While policy frameworks and international funding are advancing, stakeholders across South Africa's learning and development (L&D) sector recognise a critical green skills gap. Turning JETP investments into practical results requires capable people trained in renewable energy, sustainable agriculture, grid management and climate adaptation.
Hanly notes that the money is arguably ahead of the workforce in many areas.
"You can approve a billion-dollar guarantee, but if there aren't enough people trained in renewable installation and maintenance, grid balancing, or sustainable land management, the money sits there," he explained.
Internationally, countries that have integrated green skills into L&D systems are already seeing stronger results. According to LinkedIn's Global Green Skills Report 2024, professionals with green skills enjoy a 55% higher hiring rate than the overall workforce, while demand for green talent is growing more than twice as fast as supply (11.6% versus 5.6%). Meanwhile, the Organisation for Economic Co-operation and Development (OECD) reports that all 27 surveyed countries have adopted national green upskilling strategies, with 21 already funding dedicated green training programmes. Germany demonstrates how vocational training, apprenticeships and public-private partnerships can support smoother energy transitions and stronger green economy growth.
Stronger green skills development can play a dual role: protecting key sectors like agriculture through resilience practices such as improved water management and climate-adaptive farming, while supporting workers transitioning from traditional carbon-intensive industries with credible new livelihood pathways.

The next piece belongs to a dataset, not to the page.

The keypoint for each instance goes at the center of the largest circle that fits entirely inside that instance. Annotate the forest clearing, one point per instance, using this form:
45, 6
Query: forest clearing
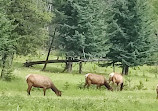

For providers in the South African L&D space, including New Leaf Technologies and other Johannesburg-based specialists, this presents a clear opportunity to develop targeted digital training solutions. Digital and blended learning approaches are particularly well suited to the challenge, enabling scalable, accessible training across geographies and learner needs where traditional classroom delivery may be limited.
"Green skills training can't be one-size-fits-all," Hanly added. "A renewable energy technician in Mpumalanga and a smallholder farmer adapting to drought in the Eastern Cape need completely different training, delivered differently. Digital platforms let you reach people at scale, in multiple languages, and adapt to connectivity realities."
Broader engagement across the South African L&D ecosystem, through partnerships with corporates, Sector Education and Training Authorities (SETAs) and government, could accelerate skills development aligned with both JETP goals and AU priorities.
Hanly believes the current alignment of funding, policy attention and climate urgency creates a timely window.
"The window where funding, policy attention and climate urgency are all aligned doesn't last forever. If the L&D sector doesn't build the delivery capability now, we risk another case of good policy and real money arriving faster than the country's ability to use it."
New Leaf Technologies continues to support organisations with practical digital learning solutions that help translate strategic goals into measurable workforce capability, contributing to South Africa's national resilience and economic diversification in a rapidly changing climate and economic environment.